Your iPhone Could Get Hacked Through the Charger

As scary as it sounds – that iOS device which you thought was safe hacker1.jpgfrom hackers because Apple controls the App Store could get infected through a malicious charger. This is a major concern for IT departments who didn’t previously worry about Apple devices which were not jailbroken. It is now impossible to know which Apple devices have been infected meaning all of them are suspect.

An article on TMCnet by Steve Anderson explains that a group of researchers at the Georgia Institute of Technology discovered the exploit which can be duplicated via a device called a Mactans charger. The device is built via a BeagleBoard which is a TI-based single board computer and costs around $45.

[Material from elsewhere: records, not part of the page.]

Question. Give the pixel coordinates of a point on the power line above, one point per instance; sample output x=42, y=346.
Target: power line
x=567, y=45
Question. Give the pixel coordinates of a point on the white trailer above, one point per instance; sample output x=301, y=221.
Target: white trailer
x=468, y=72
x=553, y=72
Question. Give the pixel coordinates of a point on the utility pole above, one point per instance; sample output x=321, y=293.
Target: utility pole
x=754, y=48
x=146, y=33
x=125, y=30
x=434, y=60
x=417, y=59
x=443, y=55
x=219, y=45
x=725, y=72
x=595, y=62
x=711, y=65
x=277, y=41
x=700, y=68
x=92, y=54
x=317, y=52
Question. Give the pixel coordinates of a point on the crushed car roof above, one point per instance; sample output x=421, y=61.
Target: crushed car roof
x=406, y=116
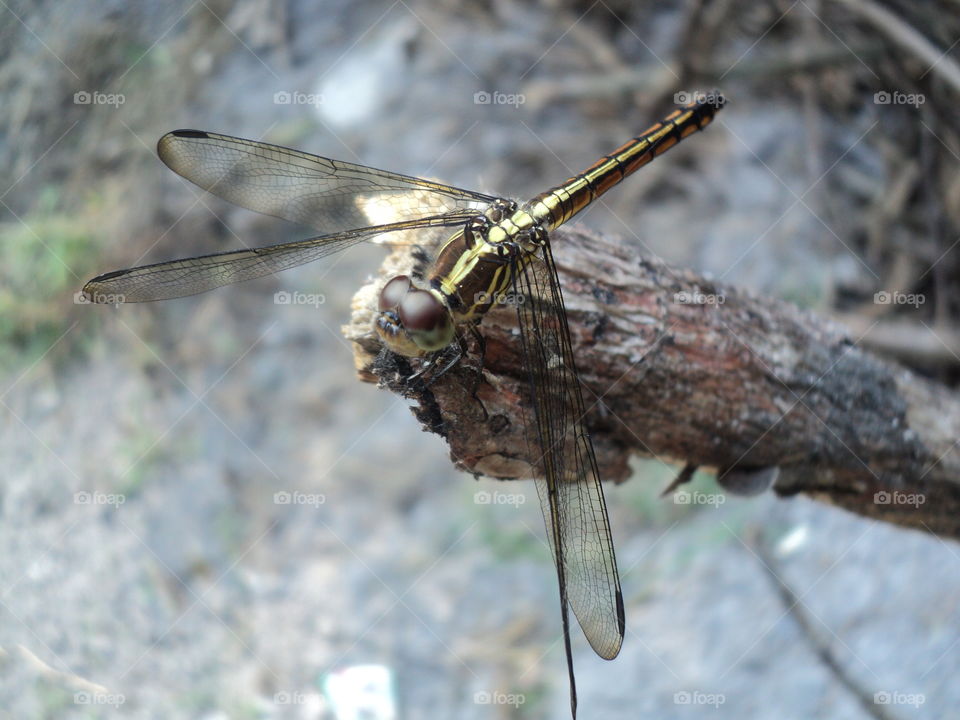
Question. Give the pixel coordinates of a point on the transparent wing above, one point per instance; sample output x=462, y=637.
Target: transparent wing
x=178, y=278
x=568, y=481
x=328, y=195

The biggest fear you should have is that a malicious individual will install one of these on the cardio equipment of a gym which has an embedded 30-pin or Lighting adapter. Another obvious area is an airport lounge or coffee shop.

Anderson continues:

The researchers in question went on to contact Apple about the Mactans’ capabilities, though as yet have not received a response. But the Mactans itself can, reportedly, leave its malware behind in just under one minute of continuous exposure, and once it’s in, it can be extremely difficult to dislodge. According to the researchers, the malware can be hidden in much the same way that Apple hides its own built-in hardware, making removal a difficult proposition.

Efforts from Apple came quickly in terms of blocking the ability to jailbreak an iOS device by using a USB port, and given the kind of damage that Mactans can do, Apple will likely be moving all the more quickly to find patches to block Mactans’ capabilities. But with large numbers of people using Apple devices—especially iOS devices—it may well be that the metaphorical genie is out of the equally metaphorical bottle.

As mobile devices proliferate and the PC market decreases in importance, there an increased desire by hackers to keep up with the most popular devices. For IT departments everywhere this means they need to watch their BYOD device policy and ensure they are ready for the malicious attacks which could be produced as a result of unsuspecting users downloading a malicious program which affects the network and steals precious corporate data.